There are 45 games left in the season. Acuña needs ten more home runs and fourteen stolen bases to become just the fifth member in major league history of the 40/40 club. The other four were Alex Rodriguez, Jose Canseco, Barry Bonds – who were all known juicers – and Alfonso Soriano. Acuña has a chance to be the second player ever to join the 40/40 club without the use of steroids. Here are his numbers in the second half of the season:
Acuña since July 12th (26 games): .304/.370/.574, .944 OPS, four doubles, nine home runs, 22 RBIs, 13 stolen bases
If he produces at a similar rate over his next 26 games, he would be one home run and one stolen base shy of 40 bombs and 40 swipes with 19 games remaining. So not only is 30/30 a foregone conclusion, 40/40 is well within striking distance. Stats are not why Acuña plays the game, but he knows he is sniffing a territory few players will ever have a shot at, and if he can get the ten home runs, the steals will come with ease.

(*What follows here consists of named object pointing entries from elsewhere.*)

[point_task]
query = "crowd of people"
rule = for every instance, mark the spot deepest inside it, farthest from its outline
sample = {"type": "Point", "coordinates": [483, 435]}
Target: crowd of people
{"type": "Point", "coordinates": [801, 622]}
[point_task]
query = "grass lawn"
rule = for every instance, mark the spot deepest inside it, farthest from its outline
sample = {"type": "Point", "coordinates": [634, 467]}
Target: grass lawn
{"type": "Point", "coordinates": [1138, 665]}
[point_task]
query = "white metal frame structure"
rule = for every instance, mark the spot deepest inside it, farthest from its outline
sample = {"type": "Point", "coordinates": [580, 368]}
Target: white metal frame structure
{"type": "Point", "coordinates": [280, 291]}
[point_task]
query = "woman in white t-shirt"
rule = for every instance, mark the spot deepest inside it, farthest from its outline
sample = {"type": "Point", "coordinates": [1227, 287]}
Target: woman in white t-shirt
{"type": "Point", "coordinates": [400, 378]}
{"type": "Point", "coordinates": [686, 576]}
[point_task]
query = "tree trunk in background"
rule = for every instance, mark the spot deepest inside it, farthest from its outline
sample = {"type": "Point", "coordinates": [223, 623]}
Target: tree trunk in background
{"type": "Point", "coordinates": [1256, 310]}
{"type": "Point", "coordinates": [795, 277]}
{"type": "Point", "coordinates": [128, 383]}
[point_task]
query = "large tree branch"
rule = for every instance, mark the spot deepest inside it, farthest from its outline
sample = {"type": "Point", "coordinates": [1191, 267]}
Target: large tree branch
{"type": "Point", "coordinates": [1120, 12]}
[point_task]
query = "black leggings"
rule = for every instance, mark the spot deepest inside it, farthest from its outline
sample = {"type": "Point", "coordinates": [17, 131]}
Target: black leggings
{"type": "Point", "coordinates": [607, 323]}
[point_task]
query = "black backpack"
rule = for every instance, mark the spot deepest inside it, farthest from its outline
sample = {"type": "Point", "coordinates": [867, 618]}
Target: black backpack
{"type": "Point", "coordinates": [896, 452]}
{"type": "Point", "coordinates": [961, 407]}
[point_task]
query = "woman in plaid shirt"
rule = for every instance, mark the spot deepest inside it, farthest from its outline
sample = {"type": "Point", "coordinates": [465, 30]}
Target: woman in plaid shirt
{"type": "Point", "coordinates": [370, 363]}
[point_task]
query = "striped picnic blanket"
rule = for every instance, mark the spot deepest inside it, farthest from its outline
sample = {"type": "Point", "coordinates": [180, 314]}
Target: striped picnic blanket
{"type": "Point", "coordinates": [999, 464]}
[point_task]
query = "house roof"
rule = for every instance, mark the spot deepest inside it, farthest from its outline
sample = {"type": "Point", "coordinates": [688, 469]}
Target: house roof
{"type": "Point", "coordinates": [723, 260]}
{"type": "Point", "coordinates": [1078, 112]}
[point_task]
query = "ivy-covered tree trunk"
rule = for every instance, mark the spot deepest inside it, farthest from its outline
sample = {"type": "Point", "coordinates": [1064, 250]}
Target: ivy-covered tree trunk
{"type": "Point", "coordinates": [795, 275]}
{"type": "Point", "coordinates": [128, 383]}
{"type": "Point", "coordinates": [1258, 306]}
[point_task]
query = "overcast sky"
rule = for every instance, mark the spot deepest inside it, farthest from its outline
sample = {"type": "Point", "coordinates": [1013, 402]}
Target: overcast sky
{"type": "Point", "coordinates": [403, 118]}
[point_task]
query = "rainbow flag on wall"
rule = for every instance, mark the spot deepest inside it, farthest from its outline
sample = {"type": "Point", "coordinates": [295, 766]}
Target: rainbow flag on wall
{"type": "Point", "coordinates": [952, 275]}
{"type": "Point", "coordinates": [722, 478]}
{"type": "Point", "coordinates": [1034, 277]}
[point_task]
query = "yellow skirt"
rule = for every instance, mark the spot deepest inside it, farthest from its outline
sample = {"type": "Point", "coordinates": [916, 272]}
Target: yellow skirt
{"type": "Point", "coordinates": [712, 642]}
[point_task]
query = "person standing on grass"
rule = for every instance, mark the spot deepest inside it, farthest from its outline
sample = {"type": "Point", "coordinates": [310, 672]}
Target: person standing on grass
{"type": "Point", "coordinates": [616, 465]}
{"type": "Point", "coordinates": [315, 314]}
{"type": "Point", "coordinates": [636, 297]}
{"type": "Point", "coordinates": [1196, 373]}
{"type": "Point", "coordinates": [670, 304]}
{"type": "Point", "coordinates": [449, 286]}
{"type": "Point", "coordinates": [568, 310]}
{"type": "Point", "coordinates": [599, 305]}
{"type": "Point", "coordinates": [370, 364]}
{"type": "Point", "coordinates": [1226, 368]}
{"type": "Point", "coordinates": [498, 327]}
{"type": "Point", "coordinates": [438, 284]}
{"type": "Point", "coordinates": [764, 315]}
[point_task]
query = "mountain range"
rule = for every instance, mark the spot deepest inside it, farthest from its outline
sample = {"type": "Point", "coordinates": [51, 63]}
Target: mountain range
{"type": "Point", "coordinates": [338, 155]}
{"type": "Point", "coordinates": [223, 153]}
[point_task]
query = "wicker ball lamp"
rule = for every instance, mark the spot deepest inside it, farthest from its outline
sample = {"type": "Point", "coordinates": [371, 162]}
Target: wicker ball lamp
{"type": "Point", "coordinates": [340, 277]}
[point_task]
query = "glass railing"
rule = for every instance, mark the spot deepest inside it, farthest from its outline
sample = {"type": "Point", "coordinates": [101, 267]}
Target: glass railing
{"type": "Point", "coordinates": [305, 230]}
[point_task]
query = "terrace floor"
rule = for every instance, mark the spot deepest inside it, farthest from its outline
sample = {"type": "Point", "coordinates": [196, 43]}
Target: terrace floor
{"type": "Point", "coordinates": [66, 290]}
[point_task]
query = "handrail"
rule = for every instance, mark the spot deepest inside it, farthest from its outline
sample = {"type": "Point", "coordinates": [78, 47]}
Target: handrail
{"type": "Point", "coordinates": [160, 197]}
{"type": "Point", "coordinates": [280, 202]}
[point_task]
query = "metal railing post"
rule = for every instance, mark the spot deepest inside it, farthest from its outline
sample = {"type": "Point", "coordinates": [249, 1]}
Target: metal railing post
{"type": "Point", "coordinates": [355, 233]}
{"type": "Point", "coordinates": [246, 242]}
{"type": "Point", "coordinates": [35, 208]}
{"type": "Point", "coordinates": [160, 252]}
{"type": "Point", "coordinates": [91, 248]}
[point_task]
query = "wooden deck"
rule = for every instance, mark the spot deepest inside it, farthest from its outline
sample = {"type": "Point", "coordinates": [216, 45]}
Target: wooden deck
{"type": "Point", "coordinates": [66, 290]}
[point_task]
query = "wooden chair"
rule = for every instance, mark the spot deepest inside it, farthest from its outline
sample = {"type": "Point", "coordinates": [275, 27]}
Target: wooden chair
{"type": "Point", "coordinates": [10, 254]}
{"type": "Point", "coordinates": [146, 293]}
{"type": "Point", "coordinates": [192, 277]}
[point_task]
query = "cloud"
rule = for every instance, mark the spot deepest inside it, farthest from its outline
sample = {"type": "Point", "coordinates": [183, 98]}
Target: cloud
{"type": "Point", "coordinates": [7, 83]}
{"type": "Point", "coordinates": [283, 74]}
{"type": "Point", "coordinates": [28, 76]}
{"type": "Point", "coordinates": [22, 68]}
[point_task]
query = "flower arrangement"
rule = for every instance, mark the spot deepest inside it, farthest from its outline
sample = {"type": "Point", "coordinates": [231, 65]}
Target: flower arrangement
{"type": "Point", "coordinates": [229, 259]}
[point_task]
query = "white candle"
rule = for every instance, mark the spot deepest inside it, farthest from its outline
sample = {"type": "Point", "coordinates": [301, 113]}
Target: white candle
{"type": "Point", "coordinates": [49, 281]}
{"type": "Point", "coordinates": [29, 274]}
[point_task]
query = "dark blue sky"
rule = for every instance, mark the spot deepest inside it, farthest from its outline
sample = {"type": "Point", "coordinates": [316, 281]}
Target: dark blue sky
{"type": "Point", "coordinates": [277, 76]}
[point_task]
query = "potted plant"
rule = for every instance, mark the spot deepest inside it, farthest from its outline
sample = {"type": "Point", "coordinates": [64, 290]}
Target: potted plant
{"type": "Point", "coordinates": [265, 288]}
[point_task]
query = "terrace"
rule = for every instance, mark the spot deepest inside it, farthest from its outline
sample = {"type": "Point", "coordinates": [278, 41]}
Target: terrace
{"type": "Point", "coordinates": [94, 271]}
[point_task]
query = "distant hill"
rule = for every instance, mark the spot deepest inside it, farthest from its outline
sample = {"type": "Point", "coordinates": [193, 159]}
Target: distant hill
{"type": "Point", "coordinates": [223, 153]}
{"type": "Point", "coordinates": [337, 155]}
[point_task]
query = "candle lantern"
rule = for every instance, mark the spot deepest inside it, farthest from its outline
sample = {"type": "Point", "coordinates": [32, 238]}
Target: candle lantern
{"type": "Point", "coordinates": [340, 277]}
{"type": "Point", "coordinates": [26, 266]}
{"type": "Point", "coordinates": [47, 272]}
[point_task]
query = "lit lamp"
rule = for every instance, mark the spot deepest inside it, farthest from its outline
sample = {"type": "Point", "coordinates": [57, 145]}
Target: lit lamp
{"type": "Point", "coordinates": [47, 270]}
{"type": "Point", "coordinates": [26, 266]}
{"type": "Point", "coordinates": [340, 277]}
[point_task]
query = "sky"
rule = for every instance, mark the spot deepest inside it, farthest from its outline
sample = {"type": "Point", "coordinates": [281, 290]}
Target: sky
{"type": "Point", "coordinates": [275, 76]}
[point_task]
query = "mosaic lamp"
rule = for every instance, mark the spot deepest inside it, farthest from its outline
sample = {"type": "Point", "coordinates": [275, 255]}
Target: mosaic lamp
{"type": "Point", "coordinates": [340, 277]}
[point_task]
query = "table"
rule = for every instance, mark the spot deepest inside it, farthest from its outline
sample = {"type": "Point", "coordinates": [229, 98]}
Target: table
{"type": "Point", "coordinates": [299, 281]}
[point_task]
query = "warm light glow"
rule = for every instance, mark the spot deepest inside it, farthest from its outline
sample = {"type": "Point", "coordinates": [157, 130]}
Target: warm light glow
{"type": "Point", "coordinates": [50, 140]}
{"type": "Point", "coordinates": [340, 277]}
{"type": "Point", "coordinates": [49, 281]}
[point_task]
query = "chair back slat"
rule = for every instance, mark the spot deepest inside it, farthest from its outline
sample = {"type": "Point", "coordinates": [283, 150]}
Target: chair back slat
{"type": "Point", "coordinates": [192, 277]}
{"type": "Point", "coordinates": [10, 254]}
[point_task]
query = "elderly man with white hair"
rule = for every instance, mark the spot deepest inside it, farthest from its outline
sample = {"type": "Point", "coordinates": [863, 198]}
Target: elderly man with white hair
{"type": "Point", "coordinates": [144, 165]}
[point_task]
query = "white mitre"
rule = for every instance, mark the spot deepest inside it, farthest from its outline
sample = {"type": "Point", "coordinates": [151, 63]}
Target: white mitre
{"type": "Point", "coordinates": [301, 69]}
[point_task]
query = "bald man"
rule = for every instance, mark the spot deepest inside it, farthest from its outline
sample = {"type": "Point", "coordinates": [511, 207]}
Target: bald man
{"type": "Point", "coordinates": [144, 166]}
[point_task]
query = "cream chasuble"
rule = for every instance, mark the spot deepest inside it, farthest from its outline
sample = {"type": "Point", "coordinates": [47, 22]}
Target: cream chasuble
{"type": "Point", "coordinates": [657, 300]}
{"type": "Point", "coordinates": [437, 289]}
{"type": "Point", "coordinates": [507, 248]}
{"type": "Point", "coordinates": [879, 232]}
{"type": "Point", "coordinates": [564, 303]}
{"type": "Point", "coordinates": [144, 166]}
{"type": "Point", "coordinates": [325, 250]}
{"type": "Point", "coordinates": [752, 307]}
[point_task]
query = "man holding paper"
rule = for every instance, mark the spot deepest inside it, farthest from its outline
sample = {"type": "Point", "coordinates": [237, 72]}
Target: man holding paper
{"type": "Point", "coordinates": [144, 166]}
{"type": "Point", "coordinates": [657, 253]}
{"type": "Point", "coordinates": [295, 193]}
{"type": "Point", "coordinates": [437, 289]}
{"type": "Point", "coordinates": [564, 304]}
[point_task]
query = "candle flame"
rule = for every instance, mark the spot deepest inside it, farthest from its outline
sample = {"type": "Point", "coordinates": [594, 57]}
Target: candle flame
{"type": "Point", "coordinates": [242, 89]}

To the outside world, people may wonder why Braves Country is so incredibly in love with this 21-year-old bundle of joy. It’s because he is the entire package. He hits for contact, drops bombs, fields his position, guns runners down from the outfield, steals bases, hustles, and does it all with a smile on his face. The stage was never too big for him. He is a bonafide superstar, and when Mike Trout eventually wants to crown someone else the best player in baseball, Acuña will be waiting patiently at his throne – as he does for Kelsey Wingert’s pre-game reports.